Derin nefes aldı, annesini düşündü ve sonra babasını. İkisinin de şuanda Ümit için üzüldüğüne emindi, kendi yokluğunu çok da umursamamışlardır. Çünkü kız çocuğuna doğduğu andan itibaren eve gelen misafir gözüyle bakılıyordu. Evlenecek ve el olup gidecek, başkalarına yar olacak, bize bir katkısı olmaz.. Oysa Ümit, çalışacak kazanacak, eve ekmek getirecek, evin babasından daha reis olacak, evlenecek ve karısı evin kızından daha kız olacak, her işlerine koşacak onlara torun verecek ve belkide soylarını devam ettirecek.. Asla kıyaslanamaz iki cinsiyetin evlerindeki durumu bu iken Ayşe'nin yaptığı seçim el olmaktan daha büyük gerçek bir evlat olma yoluydu. Utandıracaktı, başarılarıyla gururlandıracak ve sahip çıkmadıkları kızlarının pişmanlığını yaşatacaktı.
Gözyaşlarını sildi ve derin nefes alarak masanın üzerinde duran kitaplara baktı. Güvenlik girişe çağırıp eline tutuşturmuştu.

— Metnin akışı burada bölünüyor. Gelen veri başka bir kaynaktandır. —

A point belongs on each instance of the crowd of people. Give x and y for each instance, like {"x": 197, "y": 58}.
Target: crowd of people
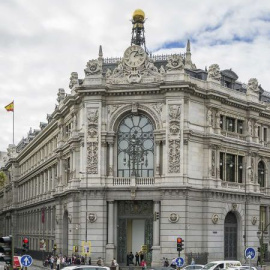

Kerem Çakıl getirdi bunları diyerek. Ondan ayrıladı bir kaç saat olmuştu ama yeniden sohbetine gülüşüne katılmak istemişti. Kendisini göstermek istemeyip böyle bir jest yapması karşısında ne hissedeceğini bilememiş, kitapları masaya koyup cama koşarak gidişini görmek istemişti ama yoktu.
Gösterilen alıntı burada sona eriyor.